5.1. Limitations of the study

One of the principal limitations is that due to the cross-sectional nature of the research, it is difficult to draw conclusions regarding its long-term effect. The findings in this study were based on quantitative method only that lacked triangulation with other methods like focus group discussion and in-depth interview. Another limitation is that respondents might give socially acceptable answers for attitude and practice questionnaire.

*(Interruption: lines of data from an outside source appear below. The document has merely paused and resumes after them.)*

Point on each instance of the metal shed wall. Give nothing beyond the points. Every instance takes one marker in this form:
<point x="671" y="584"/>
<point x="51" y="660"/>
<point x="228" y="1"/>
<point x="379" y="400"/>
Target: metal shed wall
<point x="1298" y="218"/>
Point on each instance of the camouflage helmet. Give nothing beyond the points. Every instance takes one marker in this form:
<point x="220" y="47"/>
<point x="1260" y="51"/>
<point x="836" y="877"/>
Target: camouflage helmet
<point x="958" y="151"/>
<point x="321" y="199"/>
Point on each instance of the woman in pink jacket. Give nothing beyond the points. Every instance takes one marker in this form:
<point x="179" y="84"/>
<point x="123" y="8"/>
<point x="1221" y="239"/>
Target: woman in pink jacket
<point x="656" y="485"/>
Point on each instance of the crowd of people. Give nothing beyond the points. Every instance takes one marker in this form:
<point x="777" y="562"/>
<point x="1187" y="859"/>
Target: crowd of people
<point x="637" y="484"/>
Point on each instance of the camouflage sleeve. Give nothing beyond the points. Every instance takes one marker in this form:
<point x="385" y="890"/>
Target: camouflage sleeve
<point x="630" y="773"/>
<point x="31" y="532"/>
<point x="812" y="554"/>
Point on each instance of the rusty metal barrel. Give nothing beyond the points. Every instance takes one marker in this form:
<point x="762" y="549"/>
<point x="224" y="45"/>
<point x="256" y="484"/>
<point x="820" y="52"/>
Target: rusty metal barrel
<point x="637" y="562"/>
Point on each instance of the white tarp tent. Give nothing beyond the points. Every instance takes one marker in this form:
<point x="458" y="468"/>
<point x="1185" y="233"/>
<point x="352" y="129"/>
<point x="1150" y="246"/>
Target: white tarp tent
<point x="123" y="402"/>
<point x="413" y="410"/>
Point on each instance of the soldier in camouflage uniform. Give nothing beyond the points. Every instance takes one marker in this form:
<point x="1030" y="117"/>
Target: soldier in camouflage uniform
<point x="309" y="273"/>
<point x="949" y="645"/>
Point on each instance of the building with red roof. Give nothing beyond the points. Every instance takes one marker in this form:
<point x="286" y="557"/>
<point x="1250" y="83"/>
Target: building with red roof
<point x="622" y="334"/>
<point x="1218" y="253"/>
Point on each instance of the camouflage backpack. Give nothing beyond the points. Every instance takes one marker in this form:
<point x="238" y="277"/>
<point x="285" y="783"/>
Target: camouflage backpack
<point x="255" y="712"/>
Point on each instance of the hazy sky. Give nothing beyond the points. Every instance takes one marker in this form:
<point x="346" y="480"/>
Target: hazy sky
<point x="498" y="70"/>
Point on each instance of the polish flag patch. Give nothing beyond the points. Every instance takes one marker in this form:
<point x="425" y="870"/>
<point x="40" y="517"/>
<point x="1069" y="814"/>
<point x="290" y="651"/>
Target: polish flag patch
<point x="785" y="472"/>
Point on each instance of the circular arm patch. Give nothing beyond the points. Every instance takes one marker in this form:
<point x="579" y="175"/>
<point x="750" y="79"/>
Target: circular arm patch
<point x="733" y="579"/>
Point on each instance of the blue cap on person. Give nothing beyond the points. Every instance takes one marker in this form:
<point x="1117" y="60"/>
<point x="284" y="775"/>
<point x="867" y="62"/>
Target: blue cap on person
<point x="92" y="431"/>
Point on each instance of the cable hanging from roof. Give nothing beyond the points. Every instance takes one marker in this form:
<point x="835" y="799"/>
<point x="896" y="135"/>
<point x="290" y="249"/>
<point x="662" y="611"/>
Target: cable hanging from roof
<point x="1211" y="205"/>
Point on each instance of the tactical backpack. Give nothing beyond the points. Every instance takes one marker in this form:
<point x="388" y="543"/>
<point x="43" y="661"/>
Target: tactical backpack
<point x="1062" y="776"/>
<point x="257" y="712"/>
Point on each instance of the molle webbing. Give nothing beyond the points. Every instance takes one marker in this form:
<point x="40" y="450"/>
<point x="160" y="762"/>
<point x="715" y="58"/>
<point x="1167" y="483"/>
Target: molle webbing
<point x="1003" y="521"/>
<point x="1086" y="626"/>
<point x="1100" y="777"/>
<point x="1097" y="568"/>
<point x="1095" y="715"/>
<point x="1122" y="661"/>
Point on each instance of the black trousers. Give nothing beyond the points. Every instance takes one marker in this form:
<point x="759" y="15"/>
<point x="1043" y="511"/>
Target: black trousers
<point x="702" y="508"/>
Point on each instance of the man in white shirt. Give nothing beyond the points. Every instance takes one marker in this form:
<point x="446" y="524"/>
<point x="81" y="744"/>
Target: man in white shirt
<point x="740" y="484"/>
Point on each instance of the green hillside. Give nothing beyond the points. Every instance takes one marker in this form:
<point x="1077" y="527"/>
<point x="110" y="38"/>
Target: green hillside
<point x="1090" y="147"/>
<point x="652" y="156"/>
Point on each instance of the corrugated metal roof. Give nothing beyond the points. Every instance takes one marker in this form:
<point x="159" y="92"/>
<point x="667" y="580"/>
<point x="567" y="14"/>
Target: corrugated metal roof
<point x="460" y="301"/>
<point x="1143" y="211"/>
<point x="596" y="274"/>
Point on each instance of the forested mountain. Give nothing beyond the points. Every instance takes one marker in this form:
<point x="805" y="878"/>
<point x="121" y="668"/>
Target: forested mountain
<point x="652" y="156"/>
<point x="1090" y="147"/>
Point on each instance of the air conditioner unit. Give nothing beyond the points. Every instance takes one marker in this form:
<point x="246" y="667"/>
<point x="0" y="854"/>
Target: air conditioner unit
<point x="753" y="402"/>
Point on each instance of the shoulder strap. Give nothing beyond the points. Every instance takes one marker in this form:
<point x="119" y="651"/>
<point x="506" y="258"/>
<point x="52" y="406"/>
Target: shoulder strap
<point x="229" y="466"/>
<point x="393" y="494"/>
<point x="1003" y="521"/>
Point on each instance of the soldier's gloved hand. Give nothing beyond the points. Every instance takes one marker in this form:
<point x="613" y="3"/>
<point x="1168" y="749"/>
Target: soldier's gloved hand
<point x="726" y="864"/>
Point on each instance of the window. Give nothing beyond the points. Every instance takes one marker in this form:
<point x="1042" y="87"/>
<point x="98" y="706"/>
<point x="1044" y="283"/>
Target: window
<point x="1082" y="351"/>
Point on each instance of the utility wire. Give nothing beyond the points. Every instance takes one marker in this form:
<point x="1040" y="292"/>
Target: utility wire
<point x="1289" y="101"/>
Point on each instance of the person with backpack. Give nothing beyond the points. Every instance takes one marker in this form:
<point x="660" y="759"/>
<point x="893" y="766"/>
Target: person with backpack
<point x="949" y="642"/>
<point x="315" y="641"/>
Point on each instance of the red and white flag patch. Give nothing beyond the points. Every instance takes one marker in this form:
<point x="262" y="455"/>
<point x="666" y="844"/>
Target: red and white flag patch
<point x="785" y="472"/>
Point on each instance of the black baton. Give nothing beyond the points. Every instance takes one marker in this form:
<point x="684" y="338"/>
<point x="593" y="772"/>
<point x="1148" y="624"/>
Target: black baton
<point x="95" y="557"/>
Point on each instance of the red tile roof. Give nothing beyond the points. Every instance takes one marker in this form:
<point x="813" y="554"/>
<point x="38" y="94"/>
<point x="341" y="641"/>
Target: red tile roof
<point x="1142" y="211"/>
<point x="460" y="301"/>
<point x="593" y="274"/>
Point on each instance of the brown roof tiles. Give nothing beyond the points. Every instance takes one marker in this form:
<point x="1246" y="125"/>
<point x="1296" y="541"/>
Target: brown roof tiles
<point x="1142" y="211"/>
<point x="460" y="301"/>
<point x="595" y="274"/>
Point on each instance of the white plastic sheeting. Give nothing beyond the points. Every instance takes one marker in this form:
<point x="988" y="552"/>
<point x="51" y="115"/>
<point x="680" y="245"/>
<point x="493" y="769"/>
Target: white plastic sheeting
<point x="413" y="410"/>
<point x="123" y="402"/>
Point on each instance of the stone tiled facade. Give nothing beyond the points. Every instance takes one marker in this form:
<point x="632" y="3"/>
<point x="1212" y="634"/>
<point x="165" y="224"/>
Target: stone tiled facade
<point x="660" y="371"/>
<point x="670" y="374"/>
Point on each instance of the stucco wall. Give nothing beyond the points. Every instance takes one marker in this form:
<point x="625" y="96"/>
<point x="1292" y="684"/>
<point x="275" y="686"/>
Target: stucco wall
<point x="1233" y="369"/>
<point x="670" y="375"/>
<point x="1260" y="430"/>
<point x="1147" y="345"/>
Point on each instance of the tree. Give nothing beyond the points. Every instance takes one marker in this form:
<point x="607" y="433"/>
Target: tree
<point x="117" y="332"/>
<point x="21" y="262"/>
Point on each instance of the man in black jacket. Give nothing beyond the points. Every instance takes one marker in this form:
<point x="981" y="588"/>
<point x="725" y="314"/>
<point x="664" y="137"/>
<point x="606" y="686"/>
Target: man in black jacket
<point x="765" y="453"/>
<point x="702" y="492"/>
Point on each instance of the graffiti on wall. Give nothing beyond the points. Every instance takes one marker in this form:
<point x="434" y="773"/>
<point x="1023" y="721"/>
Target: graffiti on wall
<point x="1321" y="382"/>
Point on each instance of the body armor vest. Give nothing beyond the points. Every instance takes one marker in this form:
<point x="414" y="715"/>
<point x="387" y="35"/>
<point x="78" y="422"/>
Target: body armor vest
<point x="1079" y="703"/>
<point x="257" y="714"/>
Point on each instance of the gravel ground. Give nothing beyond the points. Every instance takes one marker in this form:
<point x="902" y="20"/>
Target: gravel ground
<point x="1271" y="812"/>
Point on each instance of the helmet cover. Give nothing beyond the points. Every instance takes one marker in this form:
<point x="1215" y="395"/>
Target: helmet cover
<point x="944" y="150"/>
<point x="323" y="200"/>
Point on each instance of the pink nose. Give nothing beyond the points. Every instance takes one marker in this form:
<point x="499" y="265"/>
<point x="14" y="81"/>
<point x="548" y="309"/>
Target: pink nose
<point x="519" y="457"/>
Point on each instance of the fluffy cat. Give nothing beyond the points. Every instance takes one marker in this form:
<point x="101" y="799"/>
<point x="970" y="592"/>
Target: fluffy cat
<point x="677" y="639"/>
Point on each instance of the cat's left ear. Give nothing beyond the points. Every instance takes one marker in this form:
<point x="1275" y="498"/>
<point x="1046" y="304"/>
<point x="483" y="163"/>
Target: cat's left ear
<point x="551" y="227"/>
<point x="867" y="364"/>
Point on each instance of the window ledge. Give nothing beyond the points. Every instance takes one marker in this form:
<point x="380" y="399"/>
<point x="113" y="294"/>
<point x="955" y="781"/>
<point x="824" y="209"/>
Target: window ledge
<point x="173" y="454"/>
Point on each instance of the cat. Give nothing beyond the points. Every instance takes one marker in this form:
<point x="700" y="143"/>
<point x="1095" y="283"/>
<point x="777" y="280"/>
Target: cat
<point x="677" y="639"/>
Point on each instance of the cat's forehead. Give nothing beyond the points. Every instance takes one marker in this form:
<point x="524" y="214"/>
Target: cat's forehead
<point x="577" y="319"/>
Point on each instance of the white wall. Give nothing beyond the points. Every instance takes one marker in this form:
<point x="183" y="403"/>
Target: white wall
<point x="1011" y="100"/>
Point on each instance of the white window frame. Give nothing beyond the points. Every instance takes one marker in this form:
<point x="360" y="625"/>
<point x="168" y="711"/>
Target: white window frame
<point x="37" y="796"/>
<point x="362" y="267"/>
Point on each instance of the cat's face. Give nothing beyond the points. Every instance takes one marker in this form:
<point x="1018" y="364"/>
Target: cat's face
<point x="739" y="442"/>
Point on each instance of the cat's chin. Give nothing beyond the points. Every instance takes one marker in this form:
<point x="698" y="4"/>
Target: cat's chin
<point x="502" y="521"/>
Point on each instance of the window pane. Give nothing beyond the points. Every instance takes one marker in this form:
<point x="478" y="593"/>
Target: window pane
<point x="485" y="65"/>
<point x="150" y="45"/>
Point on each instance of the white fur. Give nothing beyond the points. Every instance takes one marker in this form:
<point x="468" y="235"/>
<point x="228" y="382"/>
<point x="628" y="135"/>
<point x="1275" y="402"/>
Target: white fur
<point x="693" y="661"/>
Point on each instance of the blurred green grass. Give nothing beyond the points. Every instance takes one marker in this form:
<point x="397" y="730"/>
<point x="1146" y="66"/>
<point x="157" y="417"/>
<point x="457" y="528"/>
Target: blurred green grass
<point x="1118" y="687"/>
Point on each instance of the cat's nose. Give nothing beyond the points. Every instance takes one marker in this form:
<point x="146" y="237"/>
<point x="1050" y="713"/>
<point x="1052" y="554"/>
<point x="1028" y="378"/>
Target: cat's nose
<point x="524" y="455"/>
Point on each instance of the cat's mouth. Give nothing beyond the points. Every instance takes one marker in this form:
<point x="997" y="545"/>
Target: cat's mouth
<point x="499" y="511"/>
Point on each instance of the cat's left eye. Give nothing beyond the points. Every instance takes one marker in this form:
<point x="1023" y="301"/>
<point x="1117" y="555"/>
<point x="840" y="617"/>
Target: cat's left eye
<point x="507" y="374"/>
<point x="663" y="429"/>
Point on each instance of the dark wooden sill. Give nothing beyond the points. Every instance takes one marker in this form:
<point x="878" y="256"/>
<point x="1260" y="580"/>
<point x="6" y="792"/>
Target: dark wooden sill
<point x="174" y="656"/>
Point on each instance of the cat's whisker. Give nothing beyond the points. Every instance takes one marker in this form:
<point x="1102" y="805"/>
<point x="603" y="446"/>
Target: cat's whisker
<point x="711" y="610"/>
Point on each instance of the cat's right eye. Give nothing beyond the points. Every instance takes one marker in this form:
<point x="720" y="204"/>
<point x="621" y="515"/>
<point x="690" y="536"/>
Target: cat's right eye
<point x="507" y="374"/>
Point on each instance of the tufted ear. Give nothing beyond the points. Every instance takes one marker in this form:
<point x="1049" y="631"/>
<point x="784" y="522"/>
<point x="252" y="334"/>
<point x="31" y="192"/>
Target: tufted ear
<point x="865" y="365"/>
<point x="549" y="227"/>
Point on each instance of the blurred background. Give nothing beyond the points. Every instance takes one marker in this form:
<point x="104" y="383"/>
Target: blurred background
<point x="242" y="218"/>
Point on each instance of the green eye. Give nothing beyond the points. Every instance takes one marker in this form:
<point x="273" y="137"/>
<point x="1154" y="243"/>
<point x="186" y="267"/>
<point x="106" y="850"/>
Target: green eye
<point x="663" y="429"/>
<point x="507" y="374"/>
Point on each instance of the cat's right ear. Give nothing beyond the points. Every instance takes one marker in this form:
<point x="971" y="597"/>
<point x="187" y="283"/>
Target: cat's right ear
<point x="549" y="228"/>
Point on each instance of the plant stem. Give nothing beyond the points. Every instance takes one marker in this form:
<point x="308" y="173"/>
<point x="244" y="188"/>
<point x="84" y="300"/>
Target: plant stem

Declaration of competing interest

The authors declare that they have no any competing interests.

Acknowledgement

We would like to express our gratitude to the study participants who provided valuable information with their full cooperation. Our deepest gratitude goes to hospital administrators for their cooperation.We also acknowledges the data collectors and supervisor for their time and full commitment.

Abbreviations

AOR

Adjusted odds ratio

ARDS

Acute respiratory distress syndrome

CI

confidence interval

COR

Crude odds ratio

COVID-19

Corona virus disease 2019

DIC

Disseminated intravascular coagulation

DRH

Dessie referral hospital

EGH

Ethio general hospital

KAP

Knowledge, attitude and practice

SARS-CoV-2

Severe acute respiratory syndrome coronavirus-2

SD

Standard deviation

SGH

Selam general hospital

SPSS

Statistical program for social sciences

WHO

World health organization

Data sharing statement

The datasets used and/or analyzed during the current study are available from the corresponding author on reasonable request.

Ethical issue

Ethical clearance was obtained from Wollo University College of medicine and health science research ethical review committee. The ethical clearance letter reference number is WU/324/T-01/2020. Data was collected after informed written consent was obtained from each participant.

Authors’ contributions

SGA: initiated the idea, develop the proposal, data entry, statistical analysis, interpretation of the data and writing the manuscript draft. ADN: edit the proposal, data entry, statistical analysis, training of data collectors. DGM: data entry, statistical analysis and recruitment of data collectors. All authors read and approved the final manuscript.

Funding

This work financially supported by Wollo University. The funding sources had no role in the study design, data collection, analysis and interpretations of data.